Award Winners

Robert H. Winner Memorial Award - 2019

Nancy Chen Long


Interstice

Until a chemical or electrical charge bridges a gap
between neurons, we are oblivious

of our seventh birthday. Our memory is flooded
with holes, pocked like cotton eyelet. One minute

I'm mumbling "What was her name?" my best friend
who fell into the kiddie pool with a plate full
of strawberry birthday cake. The next, I'm shouting "Beverly!"

One minute I'm in bed, curled next to my husband
as he reads to me. No man is an island entire of itself,

his freckled hand stroking the crest of my hip.
Rise and fall, rise and fall, and I can feel the electricity
flowing in the gap between his skin and mine.

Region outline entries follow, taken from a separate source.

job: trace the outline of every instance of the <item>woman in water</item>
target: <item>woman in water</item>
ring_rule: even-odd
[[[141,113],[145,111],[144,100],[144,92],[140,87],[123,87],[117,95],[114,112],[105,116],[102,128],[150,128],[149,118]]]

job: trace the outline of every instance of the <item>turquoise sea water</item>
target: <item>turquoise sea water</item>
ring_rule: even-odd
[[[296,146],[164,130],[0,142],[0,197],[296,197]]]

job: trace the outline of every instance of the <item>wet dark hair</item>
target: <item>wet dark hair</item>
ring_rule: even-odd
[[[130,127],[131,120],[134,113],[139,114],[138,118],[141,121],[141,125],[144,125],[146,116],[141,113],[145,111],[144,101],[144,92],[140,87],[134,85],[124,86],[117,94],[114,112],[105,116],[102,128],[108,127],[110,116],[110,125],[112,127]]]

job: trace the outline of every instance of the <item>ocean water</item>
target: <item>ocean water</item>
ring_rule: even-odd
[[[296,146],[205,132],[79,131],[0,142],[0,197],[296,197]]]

One minute, two clean-cut men in suits
are knocking at my door, pamphlets in hand.
"There is only one mediator

between God and Man," they say almost in unison,
"the one called Christ." The next minute, my brain floods
with Michelangelo's Creation of Adam, that slight break

between the fingertips of God and Adam.
God sits on a brain-shaped billow of drapes.
God, in our heads. Little people crowd

in the brain. Adam, unlike Jesus, arrives as an adult
and alone. Adam, an outsider looking into the brain-room.
Eve is not in the picture.

One minute, I remember Brad in fourth grade laughing
at me,"you WOman!" he howled over and over, emphasis on the WO,
slapping his thigh with each long O, a storm threatening

the west edge of a Texas summer sky,
the word woman imbued with sex,
with inferior. All of us in the dodge-ball circle knew
woman was an insult. "You slut."

The next minute, the eighth-grade teacher tells the class
that women are responsible

for the world's evil, the wo in woman meaning without men,
meaning meaning less than men, meaning meaningless.
"Aww, it's a joke," he says. "Women need men

to stay out of trouble. Pandora is why
bad things happen to good people.
Like the story of Eve," he says.
"One bad apple at the root of it all."

One minute, I'm taking a pamphlet from the men on my porch,
the next, a synapse in my head snaps shut like a switch:
the difference between Eve and Adam,
one purposely deceived, the other not.

Stories are a social affair—
one minute someone is telling us who we are
and what to remember. The next, even our memories
are stored as stories. There are gaps

in our memory. Connections are missing.
There are gaps in our stories and in our history.
People are missing.


Patricia Spears Jones on Nancy Chen Long

Nancy Chen Long is a poet whose work is new to me and I am so pleased to have selected her work for the Robert H. Winner Memorial Award. Her poems explore the scientific, psychological, and pop culture versions of the brain as the site and source for experience and memory. "Little people crowd/in the brain" she notes in the poem "Interstice." Her poems ask how experiences become memory, why does official history work so hard to erase human experience, as in "Reverberation" in which both the Holocaust and the 1921 Tulsa Race Riots are discussed. The final poem in her selection showcases her wit and wordplay with a description of a mole to Mole in The Wind in the Willows, then deepens into an exploration of migration, grief, and homesickness as the poet recalls her dead mother's favorite perfume and a sudden remembrance of other smells, sounds that leave "only a feeling,/ slippery, familiar and strange at the same time." This is a poet fully in charge of her art and craft. It was a delight to read and reread these lively and giving poems.